Thorstens Vater räusperte sich und richtete sich auf, als müsse er vor einer Versammlung sprechen. Er wusste, wie es war, schlechte Nachrichten zu überbringen, Träume platzen zu sehen und die Enttäuschungen auszuhalten, die andere erlebten, ohne selbst schwach zu werden. Er hatte bei der Versicherung gelernt, damit professionell umzugehen und sich nicht gefühlsmäßig zu verstricken. Hunderte Male hatte er den Satz formuliert: Tut mir leid, wir müssen Ihren Antrag ablehnen.
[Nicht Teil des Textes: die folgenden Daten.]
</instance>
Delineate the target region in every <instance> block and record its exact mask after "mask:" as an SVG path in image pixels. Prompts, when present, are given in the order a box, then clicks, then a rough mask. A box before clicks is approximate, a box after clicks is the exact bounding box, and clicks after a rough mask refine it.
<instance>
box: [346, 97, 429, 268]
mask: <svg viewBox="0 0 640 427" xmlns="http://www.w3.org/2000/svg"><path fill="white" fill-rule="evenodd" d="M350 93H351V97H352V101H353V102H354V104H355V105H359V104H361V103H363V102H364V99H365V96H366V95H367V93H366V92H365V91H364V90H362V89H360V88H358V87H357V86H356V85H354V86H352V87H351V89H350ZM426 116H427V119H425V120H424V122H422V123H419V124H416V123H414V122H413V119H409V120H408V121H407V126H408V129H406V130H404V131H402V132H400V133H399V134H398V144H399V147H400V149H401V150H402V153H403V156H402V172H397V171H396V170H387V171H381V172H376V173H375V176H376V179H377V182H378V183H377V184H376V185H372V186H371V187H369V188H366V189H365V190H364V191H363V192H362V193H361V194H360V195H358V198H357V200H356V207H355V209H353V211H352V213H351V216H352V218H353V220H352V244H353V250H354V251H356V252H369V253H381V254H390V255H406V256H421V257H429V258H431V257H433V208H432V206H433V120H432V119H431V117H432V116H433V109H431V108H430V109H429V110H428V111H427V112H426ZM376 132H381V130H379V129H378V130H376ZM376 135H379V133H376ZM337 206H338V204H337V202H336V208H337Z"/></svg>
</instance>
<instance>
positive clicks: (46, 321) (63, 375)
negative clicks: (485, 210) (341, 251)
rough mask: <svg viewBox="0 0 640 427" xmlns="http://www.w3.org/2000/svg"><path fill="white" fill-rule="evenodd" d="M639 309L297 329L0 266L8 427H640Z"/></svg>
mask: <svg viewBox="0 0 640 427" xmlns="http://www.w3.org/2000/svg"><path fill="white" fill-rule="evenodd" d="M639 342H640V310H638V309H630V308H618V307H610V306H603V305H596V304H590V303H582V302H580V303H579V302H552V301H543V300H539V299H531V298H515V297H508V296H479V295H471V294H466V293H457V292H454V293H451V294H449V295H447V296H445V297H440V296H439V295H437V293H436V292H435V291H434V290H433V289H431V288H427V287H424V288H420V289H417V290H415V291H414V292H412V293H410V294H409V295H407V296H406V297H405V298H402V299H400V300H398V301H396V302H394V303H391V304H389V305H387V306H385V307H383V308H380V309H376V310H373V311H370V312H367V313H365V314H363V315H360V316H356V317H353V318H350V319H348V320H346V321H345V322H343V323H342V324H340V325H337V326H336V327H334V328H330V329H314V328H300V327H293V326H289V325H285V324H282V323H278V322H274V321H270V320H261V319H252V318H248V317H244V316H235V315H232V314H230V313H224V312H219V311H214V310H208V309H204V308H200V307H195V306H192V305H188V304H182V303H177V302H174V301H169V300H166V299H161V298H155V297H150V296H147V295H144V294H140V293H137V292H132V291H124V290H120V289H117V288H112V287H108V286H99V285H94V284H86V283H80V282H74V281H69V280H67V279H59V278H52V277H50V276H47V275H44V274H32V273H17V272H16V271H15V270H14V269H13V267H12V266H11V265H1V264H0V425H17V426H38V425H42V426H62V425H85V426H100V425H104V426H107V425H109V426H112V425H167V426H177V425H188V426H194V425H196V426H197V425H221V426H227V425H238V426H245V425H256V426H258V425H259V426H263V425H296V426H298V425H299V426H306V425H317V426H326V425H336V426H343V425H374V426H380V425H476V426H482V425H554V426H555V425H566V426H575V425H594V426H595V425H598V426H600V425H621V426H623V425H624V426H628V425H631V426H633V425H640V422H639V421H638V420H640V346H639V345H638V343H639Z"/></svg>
Er wappnete sich innerlich. Das hier war schwerer als alles, was er bisher in seinem Beruf an Hiobsbotschaften hatte überbringen müssen. Die neue Situation musste erst einmal als Realität anerkannt werden, erst dann konnte man nach einem Ausweg suchen.
»Wenn in der Legebatterie eine DVD existiert, die zeigt, wie ihr Fackeln über die Mauer werft, dann interessiert sich kein Mensch mehr dafür, ob euer Freund gestorben ist oder nicht. Die Jansens haben dann offensichtlich in Notwehr gehandelt und ihr werdet eures Lebens nicht mehr froh. Brandstiftung. Sachbeschädigung. Körperverletzung. Falls die da drinnen mit ihren Hühnern verbrannt sind – sogar mit Todesfolge …«
»W … wir haben die Fackeln erst geworfen, nachdem … die geschossen haben«, sagte Eddy.
Thorstens Muskelpakete krampften sich zusammen. Er knirschte mit den Zähnen. Er ahnte, worauf sein Vater hinauswollte. Der hatte Ahnung von Sachschäden, Folgekosten und so. Der wollte auf Nummer sicher gehen.